2. The high-strength gypsum board with pressure and flexural strength according to claim 1, characterized in that, The top corner of the first V-shaped frame (22) is connected to the second buffer plate (29), the two bottom ends of the first V-shaped frame (22) are connected to the first buffer plate (21), the top corner of the second V-shaped frame (23) is connected to the first buffer plate (21), and the two bottom ends of the second V-shaped frame (23) are connected to the second buffer plate (29), so that the adjacent first V-shaped frames (22) and second V-shaped frames (23) are arranged in opposite directions.

3. The high-strength gypsum board with pressure and flexural strength according to claim 1, characterized in that, The second V-shaped frame (23) is symmetrically provided with a second buffer column (27) on its outer side. The second buffer column (27) is connected to the first buffer plate (21) and the corresponding side surface of the second V-shaped frame (23) below it through the arc-shaped fixing claw (25).

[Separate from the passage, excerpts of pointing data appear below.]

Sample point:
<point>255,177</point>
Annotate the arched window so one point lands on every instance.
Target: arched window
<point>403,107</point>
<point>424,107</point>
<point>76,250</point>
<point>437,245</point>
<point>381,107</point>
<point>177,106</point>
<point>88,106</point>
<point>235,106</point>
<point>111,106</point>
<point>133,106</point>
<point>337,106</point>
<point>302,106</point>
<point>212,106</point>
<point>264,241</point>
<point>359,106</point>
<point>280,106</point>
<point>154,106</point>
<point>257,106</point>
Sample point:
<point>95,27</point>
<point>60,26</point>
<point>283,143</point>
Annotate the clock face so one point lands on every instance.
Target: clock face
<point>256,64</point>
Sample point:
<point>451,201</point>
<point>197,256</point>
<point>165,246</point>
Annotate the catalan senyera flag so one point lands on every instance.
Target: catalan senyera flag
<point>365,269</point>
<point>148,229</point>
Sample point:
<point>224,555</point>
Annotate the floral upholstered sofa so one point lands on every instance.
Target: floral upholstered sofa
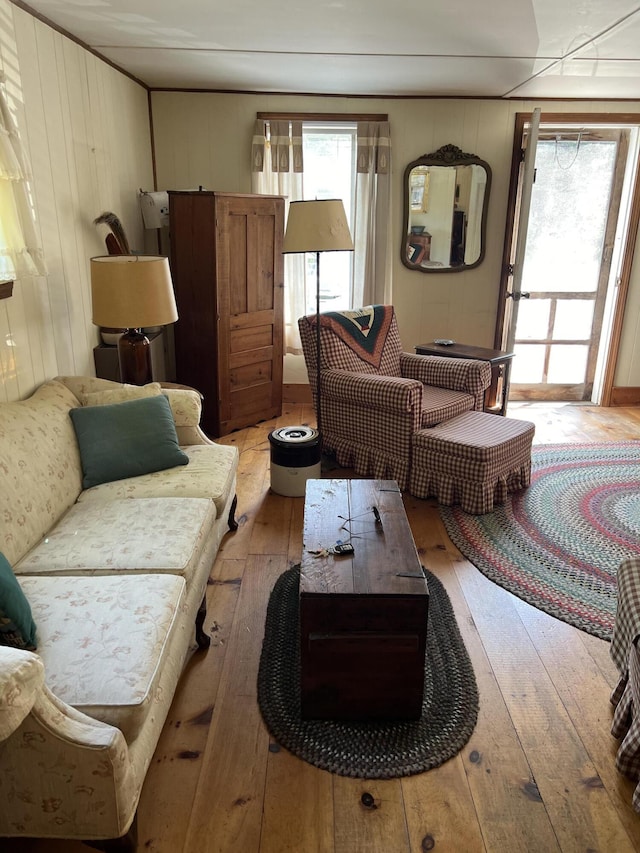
<point>112,559</point>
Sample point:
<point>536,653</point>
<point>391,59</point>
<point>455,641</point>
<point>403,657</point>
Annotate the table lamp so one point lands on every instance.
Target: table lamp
<point>317,226</point>
<point>131,292</point>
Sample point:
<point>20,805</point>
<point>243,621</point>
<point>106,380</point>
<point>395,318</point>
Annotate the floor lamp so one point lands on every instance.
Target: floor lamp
<point>131,292</point>
<point>317,226</point>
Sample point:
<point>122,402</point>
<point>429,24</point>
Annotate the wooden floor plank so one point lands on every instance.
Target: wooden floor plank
<point>226,814</point>
<point>440,810</point>
<point>169,788</point>
<point>375,825</point>
<point>511,814</point>
<point>298,806</point>
<point>585,694</point>
<point>579,807</point>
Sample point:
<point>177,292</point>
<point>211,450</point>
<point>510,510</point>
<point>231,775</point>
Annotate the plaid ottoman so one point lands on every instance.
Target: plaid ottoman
<point>475,460</point>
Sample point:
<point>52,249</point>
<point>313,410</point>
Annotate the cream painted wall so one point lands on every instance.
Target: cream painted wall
<point>86,128</point>
<point>204,139</point>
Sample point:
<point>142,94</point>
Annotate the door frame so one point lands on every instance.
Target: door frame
<point>613,119</point>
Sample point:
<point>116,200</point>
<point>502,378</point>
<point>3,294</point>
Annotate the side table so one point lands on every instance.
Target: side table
<point>497,394</point>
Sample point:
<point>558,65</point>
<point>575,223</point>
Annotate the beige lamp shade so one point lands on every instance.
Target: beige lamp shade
<point>132,291</point>
<point>317,226</point>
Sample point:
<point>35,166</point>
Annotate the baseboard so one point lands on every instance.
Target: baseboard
<point>625,396</point>
<point>296,393</point>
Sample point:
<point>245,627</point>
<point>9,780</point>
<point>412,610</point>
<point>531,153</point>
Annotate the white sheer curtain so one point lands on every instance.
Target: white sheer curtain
<point>20,254</point>
<point>372,229</point>
<point>276,169</point>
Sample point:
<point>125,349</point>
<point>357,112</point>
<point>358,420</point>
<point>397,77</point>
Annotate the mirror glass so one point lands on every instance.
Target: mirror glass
<point>445,207</point>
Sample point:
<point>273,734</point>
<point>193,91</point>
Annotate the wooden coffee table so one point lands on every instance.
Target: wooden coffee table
<point>363,617</point>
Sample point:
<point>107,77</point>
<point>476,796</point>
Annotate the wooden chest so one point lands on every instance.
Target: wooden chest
<point>363,617</point>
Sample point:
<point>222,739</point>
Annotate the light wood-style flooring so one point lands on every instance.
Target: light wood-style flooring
<point>537,775</point>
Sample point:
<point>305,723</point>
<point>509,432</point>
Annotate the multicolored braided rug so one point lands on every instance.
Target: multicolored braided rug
<point>558,544</point>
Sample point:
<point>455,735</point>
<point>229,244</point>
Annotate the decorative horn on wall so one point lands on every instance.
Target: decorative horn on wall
<point>116,241</point>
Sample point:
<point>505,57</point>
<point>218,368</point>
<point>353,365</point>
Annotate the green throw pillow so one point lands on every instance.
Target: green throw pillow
<point>126,440</point>
<point>17,627</point>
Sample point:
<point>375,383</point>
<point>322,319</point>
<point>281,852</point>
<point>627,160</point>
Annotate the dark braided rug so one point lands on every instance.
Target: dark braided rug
<point>373,750</point>
<point>558,544</point>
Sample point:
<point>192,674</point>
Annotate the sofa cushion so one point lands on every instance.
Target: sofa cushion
<point>121,394</point>
<point>17,627</point>
<point>126,439</point>
<point>40,472</point>
<point>209,474</point>
<point>105,641</point>
<point>146,535</point>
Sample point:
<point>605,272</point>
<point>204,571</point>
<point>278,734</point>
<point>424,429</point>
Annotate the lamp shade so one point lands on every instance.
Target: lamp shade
<point>317,226</point>
<point>132,291</point>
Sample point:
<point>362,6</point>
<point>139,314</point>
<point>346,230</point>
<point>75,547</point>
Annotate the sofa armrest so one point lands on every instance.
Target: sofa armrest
<point>386,393</point>
<point>65,774</point>
<point>21,679</point>
<point>186,407</point>
<point>457,374</point>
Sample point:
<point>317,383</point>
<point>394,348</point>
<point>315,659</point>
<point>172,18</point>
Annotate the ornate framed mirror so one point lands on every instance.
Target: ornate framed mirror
<point>446,195</point>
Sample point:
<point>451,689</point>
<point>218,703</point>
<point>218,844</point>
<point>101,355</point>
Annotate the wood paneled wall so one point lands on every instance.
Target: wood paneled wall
<point>86,127</point>
<point>204,138</point>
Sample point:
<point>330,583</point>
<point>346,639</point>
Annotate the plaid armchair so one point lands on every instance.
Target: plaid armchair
<point>626,656</point>
<point>375,397</point>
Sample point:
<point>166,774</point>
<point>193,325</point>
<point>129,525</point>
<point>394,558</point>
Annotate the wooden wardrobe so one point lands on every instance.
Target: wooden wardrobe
<point>228,276</point>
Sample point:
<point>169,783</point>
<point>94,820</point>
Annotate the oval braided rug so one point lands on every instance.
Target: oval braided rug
<point>558,544</point>
<point>374,750</point>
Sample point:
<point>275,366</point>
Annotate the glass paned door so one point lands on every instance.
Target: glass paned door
<point>574,209</point>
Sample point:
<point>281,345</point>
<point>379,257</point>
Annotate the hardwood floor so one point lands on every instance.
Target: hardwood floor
<point>538,773</point>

4. The high-strength gypsum board with pressure and flexural strength according to claim 1, characterized in that, The first V-shaped frame (22) is symmetrically provided with a third buffer column (28) on its outer side. The third buffer column (28) is connected to the second buffer plate (29) and the corresponding side surface of the first V-shaped frame (22) above it by arc-shaped fixing claws (25).

5. The high-strength gypsum board resistant to pressure and bending according to claim 1, characterized in that, The main body of the strip (1) is provided with tenons (11) and mortises (12) that cooperate with the tenons (11) on the left and right sides respectively. The interior of the main body of the strip (1) is provided with a number of holes (13) that are arranged through the length of the main body of the strip (1) and are evenly distributed. The anti-bending component (2) is arranged between adjacent holes (13).